When someone loves what is said by a newspaper, they yell hooray. But more
often the case is that they don't like what a newspaper article says...so they
attack the messenger. I've seen that over and over regarding this series on
electroconvulsive therapy, published by USA Today in December 1995.
A handful of ECT zealots have cried that USA Today is a lousy paper,
equivalent of the tabloid gossip sheets. They've charged that the series is
sloppy journalism and someone should SUE! If it wasn't so tragic, it would be
hysterically funny. Ironically, many of these same people lauded different
articles from USA Today, when it said what they wanted to hear.
Those same people constantly accuse myself and other psychiatric rights
advocates of being Scientologists. In fact, Richard Abrams, author of the text
"Convulsive Therapy," devotes several pages to these charges.
For the record, those of us who work together in psychiatric rights are NOT
Scientologists. It's a shame we constantly have to defend ourselves from this
charge...apparently it's easier to diffuse the issue than to face it down and
discuss it like intelligent adults. But think about it...where there's smoke,
there's fire.
There are reasons that we work in psychiatric rights. Life would be a lot
more fun if we could just save the whales.

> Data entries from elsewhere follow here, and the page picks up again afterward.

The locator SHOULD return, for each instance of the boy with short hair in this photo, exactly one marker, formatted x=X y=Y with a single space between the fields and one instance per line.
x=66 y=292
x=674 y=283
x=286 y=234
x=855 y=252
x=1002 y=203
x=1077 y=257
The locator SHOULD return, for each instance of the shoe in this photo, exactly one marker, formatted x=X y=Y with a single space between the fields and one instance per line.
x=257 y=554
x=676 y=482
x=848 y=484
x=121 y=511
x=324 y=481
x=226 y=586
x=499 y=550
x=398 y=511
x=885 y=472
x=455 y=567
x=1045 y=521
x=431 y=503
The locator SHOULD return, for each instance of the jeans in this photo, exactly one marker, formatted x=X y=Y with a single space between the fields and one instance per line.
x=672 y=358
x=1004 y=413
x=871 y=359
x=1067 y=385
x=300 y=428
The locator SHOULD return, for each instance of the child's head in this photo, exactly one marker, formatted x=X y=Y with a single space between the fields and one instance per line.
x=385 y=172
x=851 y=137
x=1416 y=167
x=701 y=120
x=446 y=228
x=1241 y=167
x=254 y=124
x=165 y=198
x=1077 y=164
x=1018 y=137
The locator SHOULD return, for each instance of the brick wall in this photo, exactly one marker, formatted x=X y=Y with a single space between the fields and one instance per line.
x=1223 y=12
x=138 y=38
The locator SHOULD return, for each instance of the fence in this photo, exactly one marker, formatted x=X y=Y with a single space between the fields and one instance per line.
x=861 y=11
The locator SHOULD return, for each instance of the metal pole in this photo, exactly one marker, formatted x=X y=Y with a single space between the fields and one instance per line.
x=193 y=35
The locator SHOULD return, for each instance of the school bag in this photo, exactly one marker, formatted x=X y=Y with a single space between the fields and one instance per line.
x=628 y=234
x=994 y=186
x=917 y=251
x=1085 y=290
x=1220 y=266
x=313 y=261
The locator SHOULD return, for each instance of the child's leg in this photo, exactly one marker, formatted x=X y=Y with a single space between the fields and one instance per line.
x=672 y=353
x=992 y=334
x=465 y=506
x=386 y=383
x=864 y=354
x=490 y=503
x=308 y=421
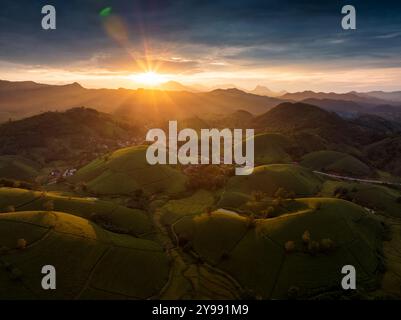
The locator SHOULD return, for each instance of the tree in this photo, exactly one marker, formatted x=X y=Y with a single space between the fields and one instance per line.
x=268 y=212
x=258 y=195
x=289 y=246
x=313 y=247
x=10 y=208
x=316 y=205
x=293 y=292
x=48 y=205
x=251 y=222
x=21 y=243
x=306 y=237
x=326 y=245
x=281 y=193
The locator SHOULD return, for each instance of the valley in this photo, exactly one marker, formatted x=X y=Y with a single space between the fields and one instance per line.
x=77 y=192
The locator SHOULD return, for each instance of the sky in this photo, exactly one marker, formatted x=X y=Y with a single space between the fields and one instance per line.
x=284 y=45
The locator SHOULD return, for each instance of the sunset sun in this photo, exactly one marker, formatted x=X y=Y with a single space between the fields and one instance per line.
x=149 y=78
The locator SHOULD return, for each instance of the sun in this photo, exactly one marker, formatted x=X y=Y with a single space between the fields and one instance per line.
x=149 y=78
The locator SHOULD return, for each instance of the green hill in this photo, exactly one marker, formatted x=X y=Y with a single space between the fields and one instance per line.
x=18 y=168
x=76 y=134
x=254 y=252
x=133 y=221
x=125 y=171
x=376 y=197
x=271 y=148
x=269 y=178
x=337 y=162
x=90 y=263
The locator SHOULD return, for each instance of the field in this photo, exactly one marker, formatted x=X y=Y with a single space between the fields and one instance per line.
x=125 y=171
x=332 y=161
x=18 y=168
x=254 y=251
x=90 y=261
x=132 y=220
x=269 y=178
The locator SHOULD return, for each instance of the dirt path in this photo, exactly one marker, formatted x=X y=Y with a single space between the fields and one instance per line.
x=188 y=279
x=391 y=283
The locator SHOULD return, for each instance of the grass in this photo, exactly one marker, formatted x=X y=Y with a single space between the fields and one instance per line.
x=376 y=197
x=254 y=252
x=135 y=221
x=15 y=167
x=270 y=148
x=88 y=259
x=333 y=161
x=195 y=204
x=269 y=178
x=127 y=170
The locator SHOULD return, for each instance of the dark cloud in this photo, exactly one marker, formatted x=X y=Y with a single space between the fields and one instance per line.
x=273 y=31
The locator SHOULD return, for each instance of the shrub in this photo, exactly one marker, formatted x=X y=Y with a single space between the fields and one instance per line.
x=3 y=250
x=281 y=193
x=182 y=241
x=316 y=205
x=251 y=222
x=306 y=237
x=225 y=256
x=326 y=245
x=289 y=246
x=268 y=212
x=258 y=195
x=16 y=274
x=48 y=205
x=21 y=243
x=10 y=208
x=313 y=247
x=293 y=292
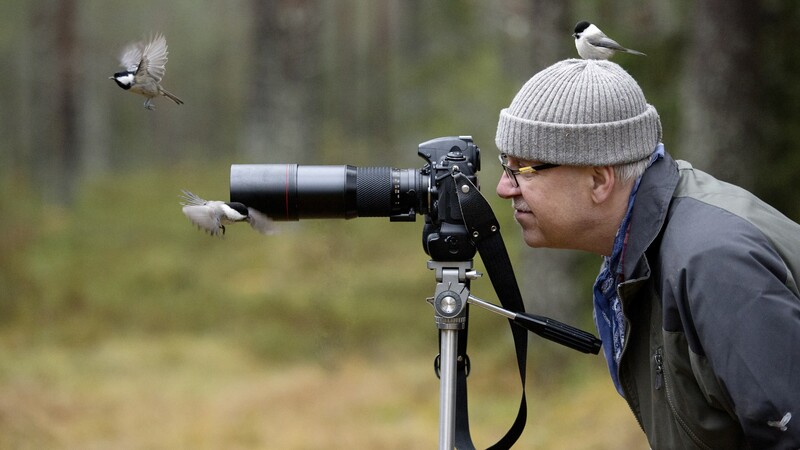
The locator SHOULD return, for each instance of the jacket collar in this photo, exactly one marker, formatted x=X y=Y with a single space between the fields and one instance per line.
x=649 y=210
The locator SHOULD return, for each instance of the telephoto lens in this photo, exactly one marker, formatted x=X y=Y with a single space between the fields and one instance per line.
x=292 y=192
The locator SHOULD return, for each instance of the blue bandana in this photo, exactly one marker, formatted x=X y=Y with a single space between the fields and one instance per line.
x=607 y=308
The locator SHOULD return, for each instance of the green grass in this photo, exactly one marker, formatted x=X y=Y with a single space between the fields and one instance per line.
x=122 y=326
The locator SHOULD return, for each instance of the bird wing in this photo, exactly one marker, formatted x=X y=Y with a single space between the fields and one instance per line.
x=131 y=56
x=204 y=218
x=259 y=221
x=605 y=42
x=191 y=199
x=154 y=58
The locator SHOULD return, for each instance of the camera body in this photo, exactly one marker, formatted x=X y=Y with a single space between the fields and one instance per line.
x=294 y=192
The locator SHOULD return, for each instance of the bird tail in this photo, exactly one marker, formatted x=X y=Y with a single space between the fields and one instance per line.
x=171 y=96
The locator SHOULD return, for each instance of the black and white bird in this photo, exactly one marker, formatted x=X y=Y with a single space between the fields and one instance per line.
x=212 y=215
x=594 y=44
x=144 y=68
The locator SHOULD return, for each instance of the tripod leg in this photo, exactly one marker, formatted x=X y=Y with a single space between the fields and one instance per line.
x=447 y=384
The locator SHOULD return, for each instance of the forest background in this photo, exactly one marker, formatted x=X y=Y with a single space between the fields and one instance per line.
x=121 y=326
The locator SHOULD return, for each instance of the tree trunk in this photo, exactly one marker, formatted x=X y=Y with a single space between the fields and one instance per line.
x=283 y=112
x=720 y=90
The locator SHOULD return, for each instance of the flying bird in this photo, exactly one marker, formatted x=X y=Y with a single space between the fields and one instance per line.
x=594 y=44
x=212 y=215
x=144 y=68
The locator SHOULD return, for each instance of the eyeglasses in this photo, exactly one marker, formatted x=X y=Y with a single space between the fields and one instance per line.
x=512 y=173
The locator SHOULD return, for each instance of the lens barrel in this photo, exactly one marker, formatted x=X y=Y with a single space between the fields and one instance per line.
x=291 y=192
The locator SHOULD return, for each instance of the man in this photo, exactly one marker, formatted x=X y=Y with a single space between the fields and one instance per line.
x=697 y=298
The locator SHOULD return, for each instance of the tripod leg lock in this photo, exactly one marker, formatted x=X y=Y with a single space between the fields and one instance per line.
x=462 y=364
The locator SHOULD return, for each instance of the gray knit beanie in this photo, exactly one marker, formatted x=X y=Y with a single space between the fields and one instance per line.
x=581 y=113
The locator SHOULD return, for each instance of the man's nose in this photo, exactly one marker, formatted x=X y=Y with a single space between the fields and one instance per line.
x=506 y=188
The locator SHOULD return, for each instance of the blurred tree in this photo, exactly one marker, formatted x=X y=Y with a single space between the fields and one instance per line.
x=53 y=97
x=720 y=89
x=283 y=118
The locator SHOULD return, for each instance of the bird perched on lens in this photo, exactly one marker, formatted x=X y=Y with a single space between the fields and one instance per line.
x=144 y=68
x=212 y=215
x=594 y=44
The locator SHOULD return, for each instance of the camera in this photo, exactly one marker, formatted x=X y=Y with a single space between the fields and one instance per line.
x=291 y=192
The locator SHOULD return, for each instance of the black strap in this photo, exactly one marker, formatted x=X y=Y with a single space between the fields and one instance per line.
x=485 y=230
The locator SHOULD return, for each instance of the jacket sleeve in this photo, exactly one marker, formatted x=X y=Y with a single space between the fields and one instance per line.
x=746 y=321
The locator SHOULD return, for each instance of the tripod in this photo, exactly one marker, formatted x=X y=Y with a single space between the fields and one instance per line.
x=449 y=303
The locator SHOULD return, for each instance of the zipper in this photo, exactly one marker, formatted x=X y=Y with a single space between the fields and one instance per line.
x=661 y=381
x=659 y=360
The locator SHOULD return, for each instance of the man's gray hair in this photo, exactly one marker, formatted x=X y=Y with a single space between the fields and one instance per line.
x=631 y=171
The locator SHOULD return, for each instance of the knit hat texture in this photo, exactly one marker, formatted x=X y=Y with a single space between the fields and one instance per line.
x=581 y=113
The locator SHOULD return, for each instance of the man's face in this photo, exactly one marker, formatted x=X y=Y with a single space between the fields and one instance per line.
x=551 y=206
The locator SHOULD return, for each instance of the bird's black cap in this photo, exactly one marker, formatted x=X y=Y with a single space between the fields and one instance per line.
x=240 y=208
x=580 y=26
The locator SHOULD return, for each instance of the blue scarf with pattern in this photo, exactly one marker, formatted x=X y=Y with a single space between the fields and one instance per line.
x=607 y=308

To this day, the ECT advocates (mostly comprised of doctors/researchers in
the ECT field, psychiatric patients who have never had ECT, a couple of people
who *have* had ECT or with relatives who have had it, and officials from the
National Alliance for the Mentally Ill) deny that ECT patients even have any
permanent complications such as memory loss. This completely ignores the
thousands and thousands of people who claim the contrary.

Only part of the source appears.